La débil mano de mi abuela se posó, de repente, sobre mi brazo con extrema delicadeza. Me sonrió con ternura y me dijo que me fuera, que no era necesario que siguiera allí, acompañándolos. Me causó gracia que pensara que en verdad le haría caso. Una eternidad estaba dispuesto a esperar a su lado si era necesario, y ojalá lo fuera, en cierto sentido. Volteé la mirada, tras rechazar la cómica oferta, y vi a mi abuelo aun de pie, hablando preocupadamente con algunas de las enfermeras, y pensé que algún día llegaría a ser un hombre como él, y que ojalá consiguiera una mujer la mitad de maravillosa que mi abuela. 

La enfermera articuló algunas palabras que no escuché y asintió con la cabeza, y mi abuelo nos llamó. Seguimos al consultorio del doctor y, observándolo caminar determinado frente a mí, llevando del brazo a su delicada esposa, una epifanía impactó mi mente como un rayo, y entendí en ese momento que mi héroe no era el militar estoico de sus historias, sino el abuelo tierno que las contaba.

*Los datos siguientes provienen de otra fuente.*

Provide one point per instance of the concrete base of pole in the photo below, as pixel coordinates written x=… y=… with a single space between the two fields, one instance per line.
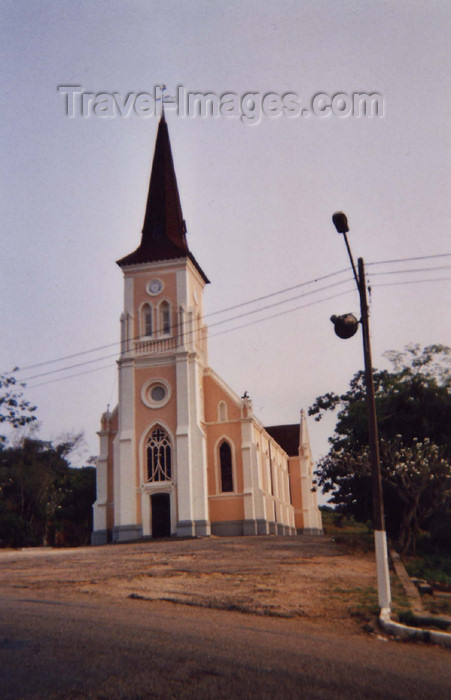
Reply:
x=383 y=574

Es cierto que nunca lo vi volar más que en mi imaginación, y que a sus compañeros y amigos, los pocos que conocí, tuve el honor de verlos hechos ya abuelos también, quizás tan sabios y valientes como él, pero indudablemente nunca tan tiernos. Pero es cierto también, y por encima de todo lo demás, que su hazaña más grande fue ser la piedra angular de nuestro pequeño y peculiar clan. Los aviones fueron su profesión, y quizás mucho más que eso, pero su pasión y amor verdadero fue siempre su familia. Y su único camarada, a fin de cuentas, la teniente Lucianita, mi abuela. ¿Y para qué más?

Me sentí un verdadero mocoso por compadecerme de su vejez. Una vida como la suya es la única condecoración que importa en realidad. Quizás su país e institución le dieron la espalda de alguna manera, pero nunca su familia, y ese es su legado: nosotros. Yo. Y, al final de todo, mi bondad y felicidad serán su más grande éxito.

La ida al hospital, si bien justificada, resultó en nada. Mi abuela estaba bien y no era necesario ningún tipo de tratamiento más allá que darle un par de dolex al día. Y eso sí, cuidarse mucho de las caídas, si es que tal cosa es posible, pues la vida es caídas y levantadas, hasta que dejan de haber levantadas, nos guste o no nos guste. Y ahora que lo pienso, quizás aquella desventura, por lo menos a mí, me dejó esa enseñanza. Y que siempre hay que llevar saco al hospital.